Some political mischief doesn’t need a bag of cash or a smoke-filled chamber. All you need is a map and a little perseverance. One of the oldest games in democratic politics is the manipulation of election district borders, which Americans have referred to as gerrymandering for more than 200 years.
What happens when mathematicians begin to examine the subject in greater detail is more recent and far more disturbing. What they discover is not comforting.
| Topic Overview: The Traveling Voter Problem & Electoral Districting | |
|---|---|
| Core Concept | The Traveling Voter Problem — designing voting districts where every voter goes to their nearest ballot box |
| Field | Computational Social Choice, Electoral Mathematics, Political Science |
| Key Term | Gerrymandering — manipulation of district boundaries to favor a particular party or candidate |
| Origin of “Gerrymandering” | Named after Massachusetts Governor Elbridge Gerry, who in 1812 approved a salamander-shaped district to benefit his party |
| Computational Complexity | Finding a geographic district division to guarantee a preferred winner is NP-complete |
| Algorithm Developed | A greedy algorithm capable of detecting possible electoral manipulations through spatial analysis |
| Elections Tested | 2015 Israeli General Election, 2015 UK General Election |
| Legal Milestone | U.S. Voting Rights Act of 1965 — required federal approval for district changes in states with documented voter suppression |
| Systems Affected | Electoral colleges, Westminster-style parliaments (UK, Canada, Australia), corporate divisional voting, sensor networks |
| Reference | Stanford Encyclopedia of Philosophy — Voting Methods |
The first infraction occurred in 1812 when Elbridge Gerry, the governor of Massachusetts, approved a state senate district that was so deformed that it was printed alongside a salamander graphic in a Boston newspaper. The name of the creature stuck. It’s easy to overlook the fact that Gerry’s technique involved more than just drawing unsightly lines; it also involved proximity, geography, and the voters who were ultimately counted together. A candidate who would lose under one plan becomes unassailable under another if you move a neighborhood here and cut a precinct there. Back then, the math was intuitive. It is now much more demanding.

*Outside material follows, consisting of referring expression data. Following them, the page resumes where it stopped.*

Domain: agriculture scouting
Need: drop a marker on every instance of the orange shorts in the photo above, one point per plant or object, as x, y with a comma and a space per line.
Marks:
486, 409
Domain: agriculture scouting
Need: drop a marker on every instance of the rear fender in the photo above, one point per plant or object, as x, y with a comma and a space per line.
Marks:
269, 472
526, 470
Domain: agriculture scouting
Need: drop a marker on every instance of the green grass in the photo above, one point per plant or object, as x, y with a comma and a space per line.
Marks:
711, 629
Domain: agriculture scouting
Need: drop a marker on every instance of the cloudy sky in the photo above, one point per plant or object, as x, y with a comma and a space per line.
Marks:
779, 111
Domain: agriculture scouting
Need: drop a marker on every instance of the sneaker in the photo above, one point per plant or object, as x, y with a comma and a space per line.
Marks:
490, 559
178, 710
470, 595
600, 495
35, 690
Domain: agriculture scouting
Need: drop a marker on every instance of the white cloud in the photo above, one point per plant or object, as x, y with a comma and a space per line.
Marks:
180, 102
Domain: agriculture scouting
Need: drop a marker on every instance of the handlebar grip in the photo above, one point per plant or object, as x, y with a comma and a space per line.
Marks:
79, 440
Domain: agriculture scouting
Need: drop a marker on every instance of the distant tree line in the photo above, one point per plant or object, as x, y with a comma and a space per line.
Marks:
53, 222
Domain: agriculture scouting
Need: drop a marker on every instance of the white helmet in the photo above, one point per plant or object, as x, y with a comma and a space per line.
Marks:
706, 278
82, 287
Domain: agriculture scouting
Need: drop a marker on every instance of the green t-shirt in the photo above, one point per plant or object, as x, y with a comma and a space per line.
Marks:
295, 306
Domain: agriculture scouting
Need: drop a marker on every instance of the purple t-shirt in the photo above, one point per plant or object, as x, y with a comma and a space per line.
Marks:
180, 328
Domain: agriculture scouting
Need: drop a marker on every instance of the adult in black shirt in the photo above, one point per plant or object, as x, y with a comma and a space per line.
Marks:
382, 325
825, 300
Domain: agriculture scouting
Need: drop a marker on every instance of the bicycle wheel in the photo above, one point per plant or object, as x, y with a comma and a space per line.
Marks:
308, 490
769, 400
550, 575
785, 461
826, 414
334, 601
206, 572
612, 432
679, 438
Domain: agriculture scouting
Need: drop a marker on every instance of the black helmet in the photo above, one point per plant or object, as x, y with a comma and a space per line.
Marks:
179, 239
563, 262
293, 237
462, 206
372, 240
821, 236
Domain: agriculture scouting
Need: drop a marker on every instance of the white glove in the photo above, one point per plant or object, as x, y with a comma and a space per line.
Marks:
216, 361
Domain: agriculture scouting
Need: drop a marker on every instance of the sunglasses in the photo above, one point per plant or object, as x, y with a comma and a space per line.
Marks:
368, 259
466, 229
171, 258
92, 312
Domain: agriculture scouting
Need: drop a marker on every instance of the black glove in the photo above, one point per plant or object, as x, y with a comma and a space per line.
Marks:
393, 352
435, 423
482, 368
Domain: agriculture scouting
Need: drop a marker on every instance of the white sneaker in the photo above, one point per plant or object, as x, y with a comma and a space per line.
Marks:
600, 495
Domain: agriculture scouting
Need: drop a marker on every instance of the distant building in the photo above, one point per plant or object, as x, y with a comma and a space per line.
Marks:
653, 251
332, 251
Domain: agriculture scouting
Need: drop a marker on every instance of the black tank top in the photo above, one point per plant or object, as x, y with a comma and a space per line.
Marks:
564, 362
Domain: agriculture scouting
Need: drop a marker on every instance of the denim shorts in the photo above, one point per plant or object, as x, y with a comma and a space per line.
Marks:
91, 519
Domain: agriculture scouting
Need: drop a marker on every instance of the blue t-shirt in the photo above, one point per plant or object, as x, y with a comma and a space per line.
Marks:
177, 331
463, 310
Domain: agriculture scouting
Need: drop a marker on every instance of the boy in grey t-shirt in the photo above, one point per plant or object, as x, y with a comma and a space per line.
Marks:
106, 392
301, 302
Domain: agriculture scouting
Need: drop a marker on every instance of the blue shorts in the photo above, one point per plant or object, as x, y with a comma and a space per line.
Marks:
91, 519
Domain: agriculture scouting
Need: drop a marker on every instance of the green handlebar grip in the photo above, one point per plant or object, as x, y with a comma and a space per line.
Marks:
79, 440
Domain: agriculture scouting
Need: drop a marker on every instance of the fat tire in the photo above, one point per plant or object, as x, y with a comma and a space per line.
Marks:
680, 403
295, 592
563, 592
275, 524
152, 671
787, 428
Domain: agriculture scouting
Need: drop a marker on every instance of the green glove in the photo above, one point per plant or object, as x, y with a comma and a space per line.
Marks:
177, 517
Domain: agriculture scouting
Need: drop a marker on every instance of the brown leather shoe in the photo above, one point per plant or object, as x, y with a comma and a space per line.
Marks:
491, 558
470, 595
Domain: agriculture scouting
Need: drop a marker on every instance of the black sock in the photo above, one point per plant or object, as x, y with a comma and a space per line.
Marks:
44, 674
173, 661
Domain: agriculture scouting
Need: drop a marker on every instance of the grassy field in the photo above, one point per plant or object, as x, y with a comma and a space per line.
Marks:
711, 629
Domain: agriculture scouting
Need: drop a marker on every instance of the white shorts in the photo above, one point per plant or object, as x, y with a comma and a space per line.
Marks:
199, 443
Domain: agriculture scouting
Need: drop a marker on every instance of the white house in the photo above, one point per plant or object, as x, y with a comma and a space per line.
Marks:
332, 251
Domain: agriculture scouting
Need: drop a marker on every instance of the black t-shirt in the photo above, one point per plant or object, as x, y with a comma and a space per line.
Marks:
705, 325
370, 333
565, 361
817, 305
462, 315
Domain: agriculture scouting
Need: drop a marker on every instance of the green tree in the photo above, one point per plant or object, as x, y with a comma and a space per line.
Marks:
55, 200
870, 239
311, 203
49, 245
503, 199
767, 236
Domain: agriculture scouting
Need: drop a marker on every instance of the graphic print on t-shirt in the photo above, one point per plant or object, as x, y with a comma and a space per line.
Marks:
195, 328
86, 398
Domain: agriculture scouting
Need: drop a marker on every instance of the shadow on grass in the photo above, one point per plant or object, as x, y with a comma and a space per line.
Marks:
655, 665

In a fair district system, should every voter cast their ballot at the polling station nearest to their home? This issue sounds almost bureaucratic, but researchers investigating what they’ve called the “Traveling Voter Problem” are attempting to answer it. The answer seems clear: they should, of course. However, formalizing that idea proves to be extremely difficult, posing issues that lie awkwardly on the periphery of electoral theory and computer science.

It has been demonstrated that it is NP-complete to discover a geographic division that elects a chosen candidate while upholding the principle that voters always go to the closest polling place. That is not a small technical detail. It indicates that there isn’t a known effective algorithm to solve it in the best possible way. However, the problem is exploitable because of the same mathematical complexity.
The irony at play here is difficult to ignore. District systems were designed to provide communities with cohesive representation and a local voice. Canada, the United States, and the United Kingdom all inherited or created variations of the same system. Voters are part of districts, which send representatives to make choices. In theory, it’s clean enough. Political parties on both sides of the Atlantic have recognized and actively exploited the reality that whomever controls where the lines are drawn actually has a great deal of influence. Gerrymandering has been practiced by US parties for many years. As early as the 18th century, rotten boroughs in the UK infuriated the populace, which led to the introduction of reform legislation starting in 1832.
Recent computer research on this topic is noteworthy since it goes beyond historical study and into prediction. Researchers tested actual ballot box data from the 2015 general elections in Israel and the UK using a greedy algorithm, which is a workable but imperfect approach. The findings demonstrated that different winners would have been created by different geographic divisions of the same voter demographics. Theoretically, nothing is different. Actually, it’s different. Although the extent of such effects in current elections is yet unknown, the notion is no longer hypothetical.
While the computational side was catching up, the political science community seemed to have known this intuitively for years. In an effort to determine when and how gerrymandering had taken place, earlier scholarly research examined the practice using statistical modeling and historical vote data. However, formal computational research had mostly ignored spatial geography, which is the actual location of voters, ballot boxes, and district lines in relation to one another. Different types of solutions are possible when the problem is approached as a geometric and algorithmic one rather than just a political science one. Some of those responses are awkward.
The proposal for “rational districting”—a concept that the majority of democratic reformers would embrace right away—does not completely eradicate manipulation, as this study subtly shows. It simply alters its form. Even if voters are required to always go to the closest polling station, a skilled map-drawer can nonetheless work within that restriction and manipulate results. The issue is intricate enough to appear incidental, difficult enough to be disputed, and significant enough to alter the balance of power. In the past, no one has ever been deterred by that combination.